Hajussüsteemide seminar - Kursused - Arvutiteaduse instituut

List of possible topics

1. Parallel Scientific Applications and Concurrent Computing (Eero Vainikko)

Overview of open-source numerical modelling tools for solving large problems in science and engineering with partial differential equations. The overview should focus on possibility of using parallel computing, including cluster computing and GPGPU capabilities. A few of such tools are as follows: OpenFOAM, FEniCS, Deal.II, Elmer FEM, GetFEM++, FreeFem++, CalculiX, MFEM, PyLith.
Parallel computations using Jupiter
- Jupiter environment is a popular way to perform computations, execute code directly via a web page, and create interactive content. The aim is to explore the recent libraries for performing parallel computations directly on the page. A survey of existing solutions with testing and evaluation will be performed. In particular, how to use Jupiter in teaching Parallel Computing. Also, debugging parallel programs written in Jupiter notebook is of huge interest.
Ńumerical methods utilizing mixed-precision arithmetic
- Abdelfattah, A., H. Anzt, E. Boman, E. Carson, T. Cojean, J. Dongarra et al., A Survey of Numerical Methods Utilizing Mixed Precision Arithmetic, Innovative Computing Laboratory University of Tennessee, Tech. Report, 2020.
- Also, in particular:
  - Multiprecision arithmetics in preconditioning techniques in iterative solvers
  - Multiprecision arithmetics for power-saving purposes on different devices
  - Posit Arithmetic vs Interval Arithmetic - Gustafson and Yonemoto, "Beating Floating Point at its Own Game: Posit Arithmetic" http://dx.doi.org/10.14529/jsfi170206 (+ other papers)
Parallel programming environments, languages and programming practices
- Parallel profiling tools and best practices
- Recent hot topics in Distributed Systems development
- etc.
Reversibility in neural networks (Eero Vainikko and Stefan Kuhn)
- Neural networks are massively parallel applications, typically executed on parallel hardware like GPUs. Saving time, memory, and energy with these is very important not only to make the applications feasible, but also for ecological reasons. https://link.springer.com/chapter/10.1007/978-3-031-38100-3_7 suggests using reversibility technics for achieving this. Practical implementations are missing. A prototype implementation of this to get some idea what is really possible would be a nice proejct. Case studies and data we could use for that exist.

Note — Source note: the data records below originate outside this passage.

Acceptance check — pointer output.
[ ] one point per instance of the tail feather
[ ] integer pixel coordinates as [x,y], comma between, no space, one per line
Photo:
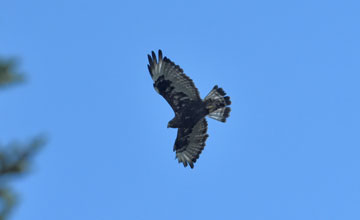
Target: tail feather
[216,103]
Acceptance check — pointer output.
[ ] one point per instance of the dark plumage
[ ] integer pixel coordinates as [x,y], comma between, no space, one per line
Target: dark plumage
[190,110]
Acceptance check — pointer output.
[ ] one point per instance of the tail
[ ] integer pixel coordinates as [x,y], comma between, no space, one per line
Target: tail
[216,103]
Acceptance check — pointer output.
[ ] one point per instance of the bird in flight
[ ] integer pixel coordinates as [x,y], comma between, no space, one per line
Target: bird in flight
[190,110]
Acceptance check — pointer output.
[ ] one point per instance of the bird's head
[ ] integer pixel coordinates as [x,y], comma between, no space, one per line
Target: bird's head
[172,123]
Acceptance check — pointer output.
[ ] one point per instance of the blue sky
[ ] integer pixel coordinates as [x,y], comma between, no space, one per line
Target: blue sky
[290,149]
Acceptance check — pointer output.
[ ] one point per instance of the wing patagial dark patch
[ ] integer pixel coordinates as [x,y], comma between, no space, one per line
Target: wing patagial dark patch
[190,142]
[190,110]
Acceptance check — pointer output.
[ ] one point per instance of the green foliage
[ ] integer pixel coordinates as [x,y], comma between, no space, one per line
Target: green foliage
[8,74]
[15,158]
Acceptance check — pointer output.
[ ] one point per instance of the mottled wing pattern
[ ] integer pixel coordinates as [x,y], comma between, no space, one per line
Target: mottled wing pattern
[171,82]
[190,142]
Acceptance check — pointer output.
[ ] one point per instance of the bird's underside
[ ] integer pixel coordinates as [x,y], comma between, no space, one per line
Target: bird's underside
[190,110]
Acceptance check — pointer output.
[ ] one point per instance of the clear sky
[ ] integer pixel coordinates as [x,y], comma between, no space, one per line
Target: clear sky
[290,149]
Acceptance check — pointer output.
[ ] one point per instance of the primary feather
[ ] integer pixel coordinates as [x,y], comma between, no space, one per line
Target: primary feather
[190,110]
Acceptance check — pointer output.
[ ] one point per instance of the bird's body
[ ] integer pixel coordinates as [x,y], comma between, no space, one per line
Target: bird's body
[190,110]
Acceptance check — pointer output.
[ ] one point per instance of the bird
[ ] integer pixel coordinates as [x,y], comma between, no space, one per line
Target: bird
[190,110]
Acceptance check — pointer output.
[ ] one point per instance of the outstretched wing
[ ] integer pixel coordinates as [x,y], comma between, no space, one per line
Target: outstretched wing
[171,82]
[190,142]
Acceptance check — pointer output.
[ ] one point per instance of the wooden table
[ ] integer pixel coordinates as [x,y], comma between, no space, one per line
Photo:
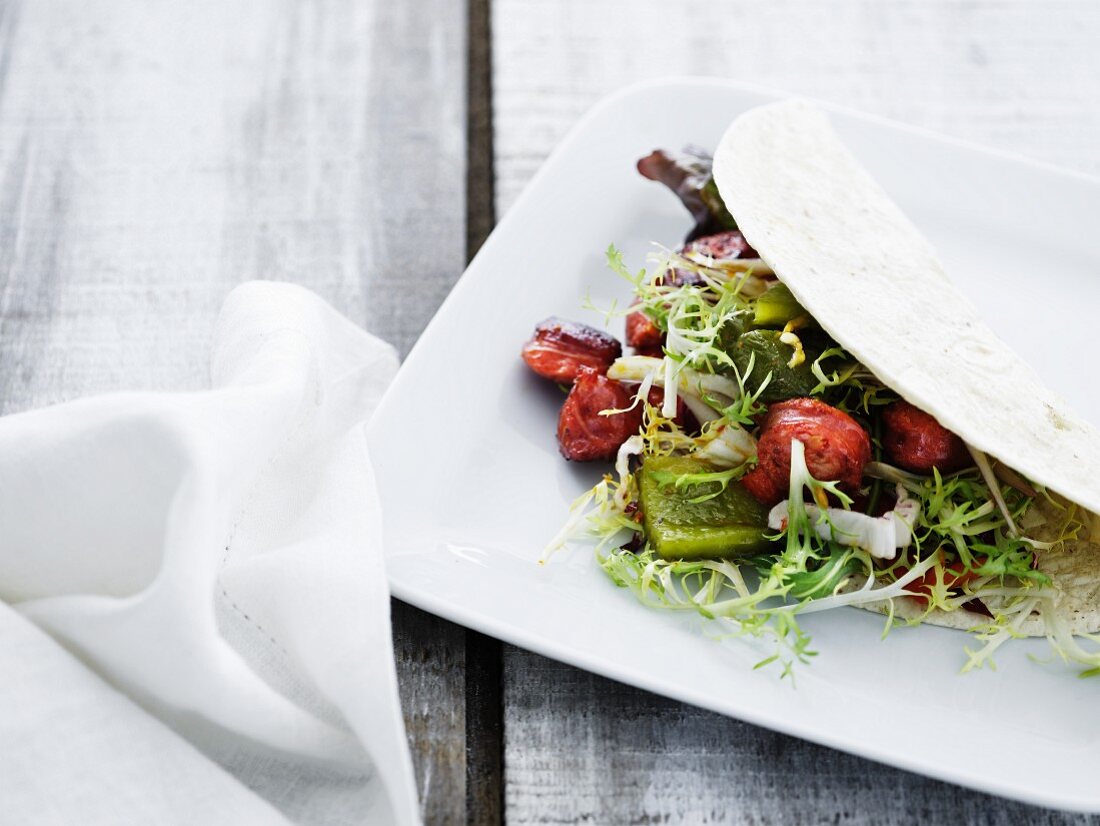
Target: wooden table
[154,153]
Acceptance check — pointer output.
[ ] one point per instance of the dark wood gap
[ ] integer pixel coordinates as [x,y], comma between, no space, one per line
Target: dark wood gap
[484,654]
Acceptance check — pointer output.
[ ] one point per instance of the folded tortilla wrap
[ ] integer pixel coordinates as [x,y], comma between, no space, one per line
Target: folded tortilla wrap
[873,283]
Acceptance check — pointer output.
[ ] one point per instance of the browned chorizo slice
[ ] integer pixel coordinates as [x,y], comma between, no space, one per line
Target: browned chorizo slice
[719,246]
[644,334]
[559,350]
[586,436]
[836,447]
[914,440]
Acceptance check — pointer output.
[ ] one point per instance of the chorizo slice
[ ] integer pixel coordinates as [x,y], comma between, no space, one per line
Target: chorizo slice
[915,441]
[644,334]
[836,448]
[560,350]
[584,434]
[727,245]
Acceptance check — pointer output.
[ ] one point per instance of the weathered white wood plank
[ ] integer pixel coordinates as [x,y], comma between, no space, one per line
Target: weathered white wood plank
[154,154]
[1021,76]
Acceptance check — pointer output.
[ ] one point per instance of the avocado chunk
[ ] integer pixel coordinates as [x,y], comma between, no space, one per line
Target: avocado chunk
[727,526]
[771,355]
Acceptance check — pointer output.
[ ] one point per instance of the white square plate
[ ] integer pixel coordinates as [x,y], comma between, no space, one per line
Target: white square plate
[472,484]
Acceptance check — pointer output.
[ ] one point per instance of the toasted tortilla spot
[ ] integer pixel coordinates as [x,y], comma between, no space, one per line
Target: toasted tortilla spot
[873,283]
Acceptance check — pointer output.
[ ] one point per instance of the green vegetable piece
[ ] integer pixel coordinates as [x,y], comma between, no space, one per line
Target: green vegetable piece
[778,306]
[730,331]
[771,355]
[729,525]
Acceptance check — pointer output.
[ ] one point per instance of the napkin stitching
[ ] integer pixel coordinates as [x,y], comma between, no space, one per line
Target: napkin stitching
[276,454]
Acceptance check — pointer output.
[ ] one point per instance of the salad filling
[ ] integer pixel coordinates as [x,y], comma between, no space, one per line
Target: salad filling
[761,472]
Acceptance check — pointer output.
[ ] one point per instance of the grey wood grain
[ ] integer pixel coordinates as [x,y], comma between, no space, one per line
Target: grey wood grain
[154,154]
[1016,75]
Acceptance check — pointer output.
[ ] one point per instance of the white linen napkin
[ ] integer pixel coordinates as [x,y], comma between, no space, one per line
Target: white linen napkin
[213,560]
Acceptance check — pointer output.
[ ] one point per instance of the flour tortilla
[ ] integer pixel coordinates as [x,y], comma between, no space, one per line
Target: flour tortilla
[875,284]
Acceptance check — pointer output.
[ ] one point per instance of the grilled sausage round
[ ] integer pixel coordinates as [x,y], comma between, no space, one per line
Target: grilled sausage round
[644,334]
[585,436]
[559,350]
[721,246]
[914,440]
[836,448]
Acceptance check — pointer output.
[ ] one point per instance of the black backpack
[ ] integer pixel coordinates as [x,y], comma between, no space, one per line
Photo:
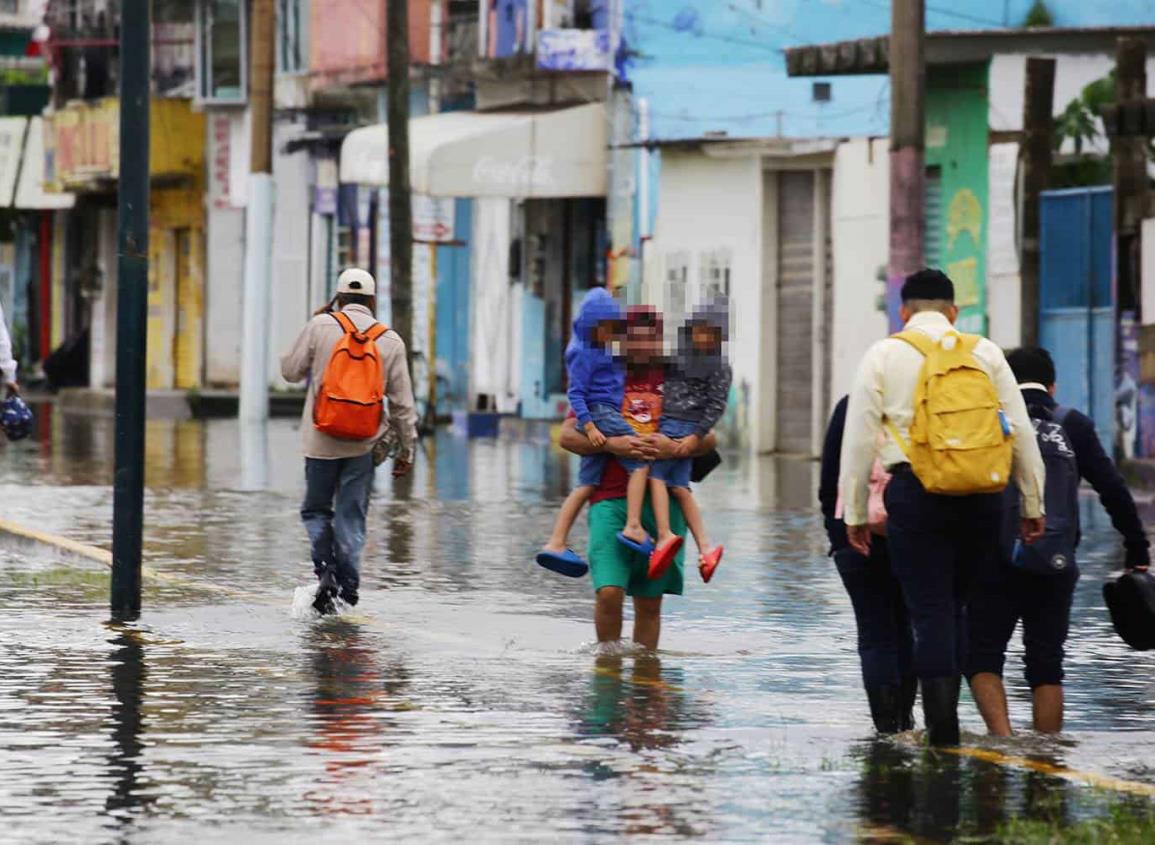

2. Topics by Ulrich Norbisrath can be found here

3. Distributed Systems, Network Applications (Artjom Lind)

Covering the topics related to development and applied research of distributed computing and network protocols.

Example topics:
- SUMO Simulator: add support for concurrent execution
  - Simulator of Urban Mobility (SUMO) is an open source, highly portable, microscopic and continuous multi-modal traffic simulation package designed to handle large networks. Current implementation performs all the road network related routines (simulation, calibration etc.) using single thread hence under-utilizing the multi-core CPU. The objective is to achieve better CPU utilization by allowing multiple concurrent threads within one simulation.
- DASK: Scalable analytics in Python
  - Evaluate DASK distributed computing framework in respect to various scientific computing tasks.
Individual topic -> Contact me!

4. Applied Computer Vision (CV) (Artjom Lind)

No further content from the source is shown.